Os dois períodos das férias na CLT
As férias trabalhistas envolvem dois prazos que confundem muita gente:
- Período aquisitivo: os 12 meses de trabalho que você cumpre para "ganhar" o direito a 30 dias de férias.
- Período concessivo: os 12 meses seguintes, dentro dos quais a empresa deve conceder essas férias.
Ou seja: você trabalha 12 meses (aquisitivo) e a empresa tem mais 12 meses (concessivo) para te dar as férias. No total, do início do período aquisitivo até o limite para tirar férias, são 24 meses.
O que são férias vencidas
As férias se tornam vencidas quando o período concessivo termina e você ainda não as tirou. Na prática: passou-se mais de um ano desde que você completou o período aquisitivo e a empresa não concedeu as férias.
O que são férias em dobro
Aqui está o ponto central. A CLT (artigo 137) determina que, se a empresa não conceder as férias dentro do período concessivo, ela deve pagá-las em dobro.
"Em dobro" significa: o valor das férias (salário + 1/3 constitucional) multiplicado por dois.

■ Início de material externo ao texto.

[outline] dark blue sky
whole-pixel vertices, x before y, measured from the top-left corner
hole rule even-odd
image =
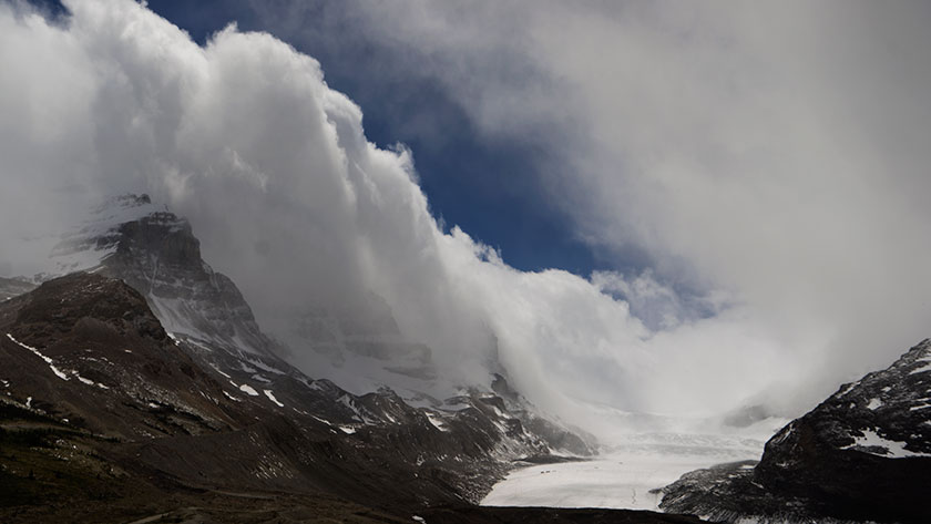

Se as suas férias valeriam R$ 4.000 (R$ 3.000 de salário + R$ 1.000 de terço), em dobro elas valem R$ 8.000.
Quando exatamente vira "em dobro"
A dobra incide a partir do momento em que o período concessivo se esgota. Se você completou 12 meses de trabalho em janeiro de 2025, a empresa tinha até janeiro de 2026 para te dar férias. A partir de fevereiro de 2026, cada dia dessas férias não concedidas passa a ser devido em dobro.

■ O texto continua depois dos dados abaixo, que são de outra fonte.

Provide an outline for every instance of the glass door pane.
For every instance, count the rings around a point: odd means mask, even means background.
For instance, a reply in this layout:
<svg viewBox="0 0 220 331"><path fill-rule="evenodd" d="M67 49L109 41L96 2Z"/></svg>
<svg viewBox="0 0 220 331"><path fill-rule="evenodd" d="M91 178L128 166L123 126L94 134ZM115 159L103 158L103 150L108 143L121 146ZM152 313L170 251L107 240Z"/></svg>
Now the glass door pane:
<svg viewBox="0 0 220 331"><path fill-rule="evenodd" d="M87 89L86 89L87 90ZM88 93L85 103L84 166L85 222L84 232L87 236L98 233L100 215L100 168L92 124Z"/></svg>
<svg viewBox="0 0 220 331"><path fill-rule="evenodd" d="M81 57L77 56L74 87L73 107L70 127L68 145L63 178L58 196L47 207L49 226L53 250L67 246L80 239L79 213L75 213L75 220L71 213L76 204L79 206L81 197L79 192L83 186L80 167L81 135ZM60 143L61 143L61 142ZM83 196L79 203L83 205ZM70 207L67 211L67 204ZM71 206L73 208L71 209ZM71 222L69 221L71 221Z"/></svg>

E se a empresa conceder com atraso?
Mesmo que a empresa conceda as férias depois do prazo, a dobra já é devida. Conceder as férias atrasadas não "apaga" a obrigação de pagar em dobro o período que extrapolou.
Férias vencidas na rescisão
Quando você sai da empresa com férias vencidas não tiradas, elas devem ser pagas integralmente na rescisão — e se o período concessivo já havia se esgotado, em dobro. Isso aparece no TRCT como "férias vencidas".
É diferente das férias proporcionais, que são o período aquisitivo ainda em curso na data da saída — essas são pagas de forma simples, proporcional aos meses trabalhados.
O abono pecuniário não se confunde
Cuidado para não confundir conceitos. O abono pecuniário é a opção de "vender" até 1/3 das férias (10 dias) — uma escolha do trabalhador, dentro do período normal. Já as férias em dobro são uma penalidade pela empresa não ter concedido férias no prazo. Para entender a venda de férias, veja nosso conteúdo sobre abono pecuniário.
O que fazer se você está nessa situação
- Confirme as datas: identifique quando terminou seu período aquisitivo e quando se esgotaria o concessivo
- Converse com o RH: muitas vezes é desorganização, e a empresa regulariza ao ser avisada
- Registre tudo: e-mails e comunicações sobre o pedido de férias servem como prova
- Procure o sindicato: a categoria pode orientar e intermediar
- Justiça do Trabalho: se não houver acordo, o direito às férias em dobro é cobrável judicialmente — o prazo é de 2 anos após a saída do emprego
Conclusão
Férias não são "favor" da empresa — são direito com prazo definido. Se o período concessivo se esgotou, as férias viram em dobro. Calcule o valor das suas férias com o cálculo de férias CLT e, se identificar férias vencidas, busque a regularização o quanto antes.